Each request is checked by both a privacy committee and a scientific committee. In case your request for data concerns a research question for which a prior application has already been approved, IKNL cannot provide you with the data. The procedure from first contact until the delivery of the requested data takes about 6 weeks.
- Healthcare providers (and allied professionals), (clinical) researchers and policy makers may apply for customised data sets from the Netherlands Cancer Registry (NCR).
- Patients, students and other interested parties may consult the publicly accessible NCR data & figures, where you may compile aggregated data on cancer incidence, prevalence, mortality and survival according to cancer localization, province of the Netherlands, patients’ sex and age. Please also find our explanation about the data and graphs available.
How is your application for data processed?
The following nine steps outline the procedure according to which data applications are processed:
- An applicant fills out the data application form.
- A consultant from the NCR Analysis department will contact the applicant within 5 working days.
- An application form will be completed in consultation with you, and your application is assigned a reference number.
- The NCR Analysis consultant sends the applicant the completed application formby e-mail.
- The applicant is required to sign the application form and, upon signing, to return the document to the department of NCR Analysis by mail, together with required documents (in case the application concerns data containing identifiable information about individual hospitals, additional signing by a member of all Boards of Directors of all hospitals involved is mandatory. Additional signing is also needed in case data were requested by a non-practitioner working at the hospital).
- The application is reviewed by the NCR’s Supervisory Committee (SC) for the compliance with IKNL objectives as well as national privacy legislation. For several cancer types, data requests for the purpose of conducting scientific research are additionally reviewed by an external scientific committee. This applies to data on oesophageal, stomach, and pancreatic cancer, brain tumours and haematological cancers. Please click: more information on the scientific review procedures.

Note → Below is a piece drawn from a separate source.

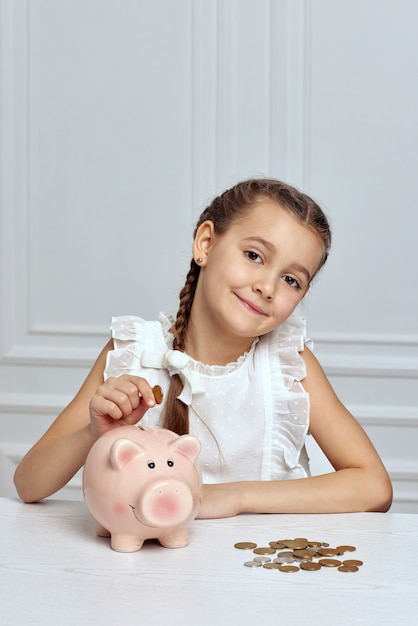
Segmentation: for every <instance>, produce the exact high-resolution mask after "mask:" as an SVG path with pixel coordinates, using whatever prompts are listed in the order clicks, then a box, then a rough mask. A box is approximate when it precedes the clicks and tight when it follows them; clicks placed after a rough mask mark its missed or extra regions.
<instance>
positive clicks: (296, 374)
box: [265, 316, 309, 479]
mask: <svg viewBox="0 0 418 626" xmlns="http://www.w3.org/2000/svg"><path fill="white" fill-rule="evenodd" d="M268 341H269V345H268V353H269V362H270V372H271V385H272V387H271V391H272V402H273V407H274V408H273V412H272V421H271V423H270V424H269V425H268V426H267V427H266V428H267V432H266V440H265V446H266V450H269V453H268V454H266V455H265V458H268V459H269V462H268V464H267V466H266V467H265V477H266V478H268V477H275V478H280V479H286V478H304V477H306V476H309V464H308V459H307V457H306V452H305V447H304V445H305V438H306V435H307V433H308V429H309V396H308V394H307V393H306V391H305V390H304V388H303V386H302V383H301V381H302V380H303V379H304V378H305V377H306V365H305V361H304V360H303V358H302V356H301V355H300V352H301V351H302V350H303V349H304V346H305V344H306V343H307V341H306V318H305V317H303V316H292V317H290V318H289V319H288V320H287V321H286V322H285V323H284V324H282V325H281V326H280V327H279V328H277V329H276V330H275V331H273V332H272V333H270V335H269V336H268Z"/></svg>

- If applicable, following a positive advice from the SC, the applicant will receive an offer for the services provided by NCR Analysis to deliver the data. In case of a negative advice from the SC, the applicant may opt to adjust and revaluate the data application.
- If applicable, applicant is asked to sign the offer and return it by email.
- The requested data will be made available to applicant via a secure download environment. If applicable, an invoice is sent to the applicant by email.
The average lead time for data application is approximately 6 weeks (calculated from the date that all signed documents are received by IKNL; documents include the signed application form, approval by the SC and, if applicable, a signed offer).
Linkage with data from third parties
Data from the NCR may be linked to datasets from third parties, like the nationwide network and registry of histo- and cytopathology in the Netherlands (PALGA). Please click: more information on IKNL-PALGA linkages.
A linkage follows the same procedure as described above, with the exception of step 8. In this step, an offer will always be drafted and sent for signing by the applicant (by email). In case IKNL is to perform the linkage with the NCR database, applicants need to submit their data in a fixed format. In case of data linkage, applicants need to consider a longer lead time because of the complexity of the process.